Roken en diabetes verhogen het risico op gehoorverlies op oudere leeftijd.
∞ Etiologie
Gehoorverlies kan aangeboren of verworven zijn. De meest voorkomende oorzaken van verworven
gehoorverlies zijn een ophoping van cerumen (oorsmeer), lawaaischade, veroudering en infecties.
Ouderdomsslechthorendheid bij mensen boven de 60 jaar noemen we het presbyacusis. De oorzaak
hiervan is een combinatie van veroudering, blootstelling aan lawaai en genetische factoren.
∞ Pathofysiologie en bij gehoorverlies de verschillen tussen geleidingsverlies en perceptief
verlies beschrijven.
Gehoorverlies kan het gevolg zijn van een geleidingsverlies, een perceptief verlies of een combinatie
van beide.
Geleidingsverlies treedt op bij afwijkingen in de gehoorgang, het trommelvlies en het middenoor.

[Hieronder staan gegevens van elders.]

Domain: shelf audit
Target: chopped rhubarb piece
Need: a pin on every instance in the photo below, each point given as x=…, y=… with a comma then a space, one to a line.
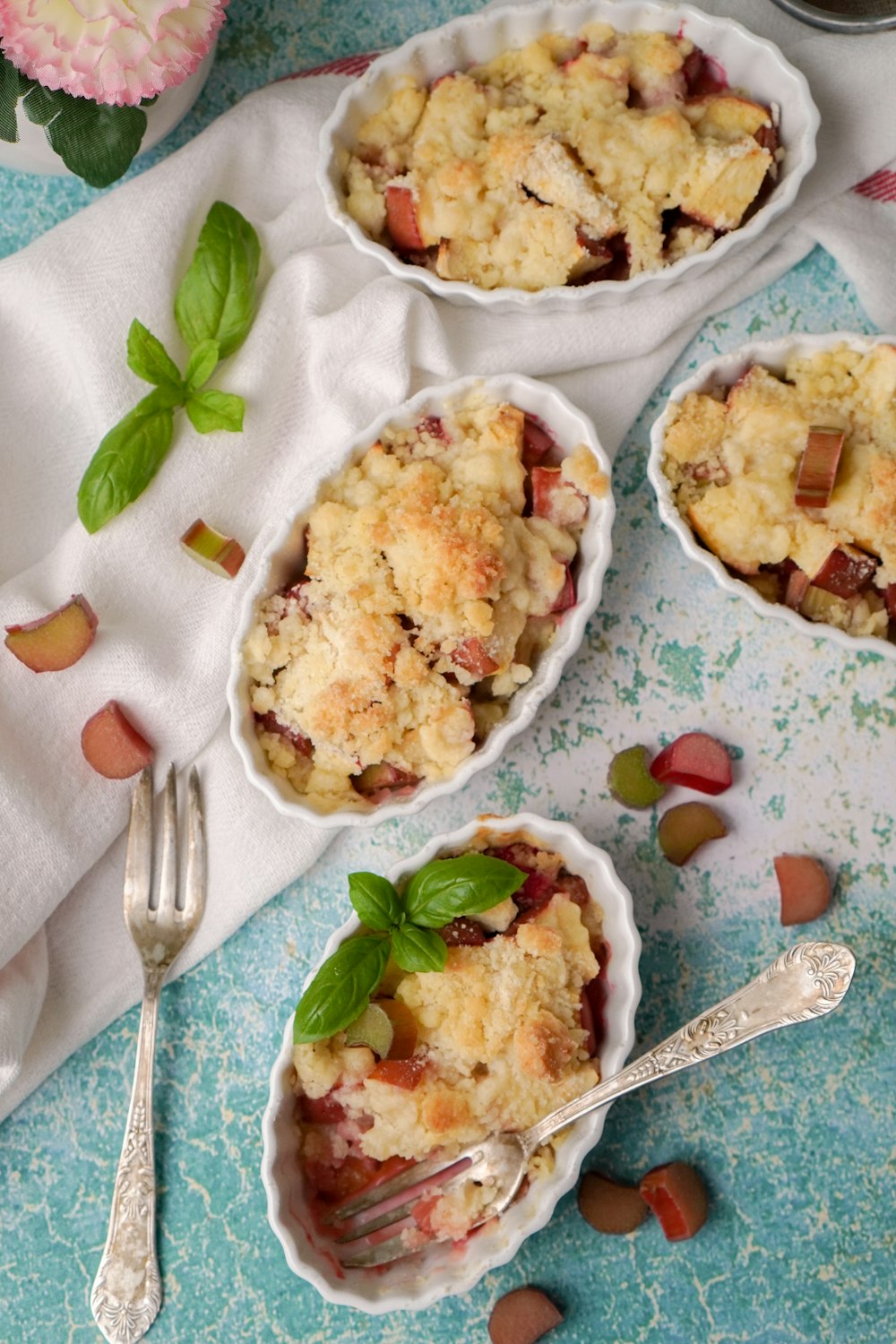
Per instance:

Denk aan een cerumenprop, een trommelvliesperforatie of een ontsteking van het middenoor.
Geleidingsverlies kan goed worden gecompenseerd met een hoortoestel.
Perceptief gehoorverlies wordt veroorzaakt door aandoeningen van de cochlea (slakkenhuis), de
gehoorzenuw of het auditieve gebied in de hersenen.
Bij presbyacusis (ouderdomsslechthorendheid bij mensen boven de 60 jaar) is er sprake van perceptief
gehoorverlies door degeneratie van de cellen in het gehoororgaan en de neuronen.